X'masには花を抱えて

         作詞 椎名恵 作曲 椎名恵 編曲 戸塚修
解説 椎名恵さんの8thアルバム『Because of the rain』の3曲目に収録。エム・アンド・アイ住販CMのイメージソングでもあるが、ダンエモンは未確認。
 クリスマスと言えば道場主は1999年のクリスマスに東京での椎名さんのライブに参加し、当然の様にそこにはこの曲を求める声があったが、演奏者用の楽譜が用意されておらず見送られた、残念である(苦笑)。
 歌詞の内容は、クリスマスとなるとすぐにイチャイチャやHに走る世間の馬鹿ップルどもに聞かせてやりたいぐらい落ち着いた雰囲気の見るほう聞く方も嬉しくなって来る様な理想的な恋人同士の時を醸し出してくれている。
 流れを見ると「予約したBayside Hotel」「いつになくオシャレをして」と言った歌詞から、主人公と「あなた」が前々から企画していた上に、「こんなふうに過ごせること ずっと前から夢見てたの」とある様に非常に楽しみにしていた様子が伺える。
 クリスマスデートの流れはホテルを予約しての食事に始まり、その後の星(天候によっては雪)の空を愛で、愛を語り合う、というもので、歌詞の所々に見られる二人のときを満喫する様―「顔を寄せて二人だけの 秘密ささやき合うの」「誰からも気づかれずに そっと手をつなぎましょう」といった控えめな歌詞は全くいやらしさを感じさせず、それでいて二人でいる時間が本当に嬉しい事を表していて実に心地いい。くどいが世間の馬鹿ップルどもには見習って欲しい。
 別の視点から見てみたいが、歌詞の中に「去年のクリスマス ひとり星を眺めてた」「今までクリスマス そんなに好きじゃなかったわ」とあるが、これは共に過ごす人がいなかったからだろう。毎年クリスマスを楽しみにする人もいれば、辛い思いをする人もまた多い(苦笑)。
 ダンエモンは仏教徒だから他宗のお偉いさんの誕生日に特別な関心はなく、クリスマス・イブより花祭りの日の方が大切なのだが、「彼女のいないことの言い訳だろ?」とか、「辛いよねぇ、独り者は・・・」とか「無理すんなよ、早く彼女作って、クリスマスにいちゃつけばいいじゃないか。」という丸で自分で意図しない愚痴を周囲が勝手に捏造してしまう日本のクリスマスのシステムには毎年開いた口がふさがらない思いをしている。ちなみにインフルエンザで寝込んだ社会人一年目を除いてダンエモンは毎年クリスマスは働いている。
 そんなダンエモンにとって、1999年のクリスマスがいかに嬉しいものであったかが御理解頂けると思う(笑)。まさか生まれて初めての椎名ライブでいきなり椎名さんと会話が出来るとは思っていなかった……。

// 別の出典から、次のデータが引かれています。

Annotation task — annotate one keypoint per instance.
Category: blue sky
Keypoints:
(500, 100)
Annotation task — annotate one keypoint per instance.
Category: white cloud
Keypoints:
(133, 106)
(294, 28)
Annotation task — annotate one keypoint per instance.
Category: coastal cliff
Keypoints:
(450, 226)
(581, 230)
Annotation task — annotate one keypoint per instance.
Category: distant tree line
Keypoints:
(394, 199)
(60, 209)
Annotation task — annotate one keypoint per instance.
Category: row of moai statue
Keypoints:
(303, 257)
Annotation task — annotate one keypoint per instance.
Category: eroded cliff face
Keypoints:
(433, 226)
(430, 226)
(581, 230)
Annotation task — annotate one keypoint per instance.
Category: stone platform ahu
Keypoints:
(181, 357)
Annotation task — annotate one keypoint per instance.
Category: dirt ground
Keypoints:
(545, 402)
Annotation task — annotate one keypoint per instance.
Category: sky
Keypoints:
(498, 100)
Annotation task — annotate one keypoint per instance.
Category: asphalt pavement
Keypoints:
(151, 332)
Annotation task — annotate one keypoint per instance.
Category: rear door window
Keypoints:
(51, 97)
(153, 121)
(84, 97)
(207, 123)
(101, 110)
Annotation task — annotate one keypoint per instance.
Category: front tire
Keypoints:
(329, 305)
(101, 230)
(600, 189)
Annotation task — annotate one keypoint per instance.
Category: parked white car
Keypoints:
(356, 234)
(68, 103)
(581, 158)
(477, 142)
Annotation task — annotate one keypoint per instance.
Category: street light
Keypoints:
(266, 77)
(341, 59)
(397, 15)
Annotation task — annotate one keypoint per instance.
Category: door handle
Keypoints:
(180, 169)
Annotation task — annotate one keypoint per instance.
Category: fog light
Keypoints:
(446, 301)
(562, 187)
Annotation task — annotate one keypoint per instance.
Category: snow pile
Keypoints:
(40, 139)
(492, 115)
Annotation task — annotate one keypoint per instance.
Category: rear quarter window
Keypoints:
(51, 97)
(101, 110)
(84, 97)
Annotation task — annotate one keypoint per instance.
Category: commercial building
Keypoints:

 ところで、この曲を初めて知ったとき、道場主はクリスマスにおける「花束」の存在意義を知らなかった。大黒摩季さんの「BLUE CHRISTMAS」を知ってからポインセチアの花がクリスマスを彩る代表的な花であることを知った。この「花束」の中身もポインセチアだろうか?
 そしてこの「花束」を始め、「シャンパン」「Bayside Hotel」「いつになくオシャレ」「夜遅く雪」と主人公の心弾ます要素は多数あるが、全ては副次的なものだろう。愛しい人との時間はこれらの楽しさを何倍にも高めるのだろう。今現在全くアテはないが、ダンエモンもクリスマスに限らず、この曲の様な「大人の夜に乾杯」したいものである。